Strona:Fiodor Dostojewski - Sen wujaszka (Z kronik miasta Mordasowa).pdf/82

Ta strona została przepisana.
ROZDZIAŁ VII.

Tymczasem Marję Aleksandrównę unosił jej genjusz. Umyśliła projekt wielki i śmiały. Wydać córkę za bogacza, za księcia i kalekę, wydać ukradkiem przed wszystkimi, wykorzystawszy słabość umysłową i bezbronność swego gościa, wydać po złodziejsku, jak nazwaliby to wrogowie Marji Aleksandrówny — był to plan nie tylko śmiały, ale wprost zuchwały. Prawda, projekt to był intratny, lecz jeśliby się nie udał, mógł okryć swą autorkę niebywałą hańbą. Marja Aleksandrówna wiedziała o tem, nie rozpaczała jednak. „Ja nie z takich opresyj wychodziłam cało!“ powiedziała ona do Ziny, i powiedziała słusznie. Inaczej, cóżby to była z niej za bohaterka.

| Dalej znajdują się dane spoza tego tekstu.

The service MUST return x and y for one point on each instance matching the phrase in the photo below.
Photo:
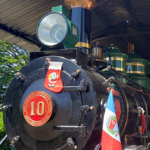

Bezsprzecznie, że wszystko to zakrawało trochę na rozbój na gładkiej drodze; lecz Marja Aleksandrówna i na to nie bardzo zważała. W tym kierunku zawsze miała gotową, pewną zadziwiająco trafną myśl: „gdy się raz pobiorą, to już ich nic nie rozłączy“, — myśl prostą, lecz uwodzącą wyobraźnię perspektywą tak nadzwyczajnych korzyści, że Marja Aleksandrówna na samo wspomnienie o tych korzyściach dostawała dreszczy i mrowiło ją w dołku. Wogóle była ona w ekstazie i siedziała w swej karecie, jak na szpilkach. Jako niewiasta pełna natchnień, obdarzona niewątpliwą twórczą żyłką, potrafiła ułożyć plan swego działania.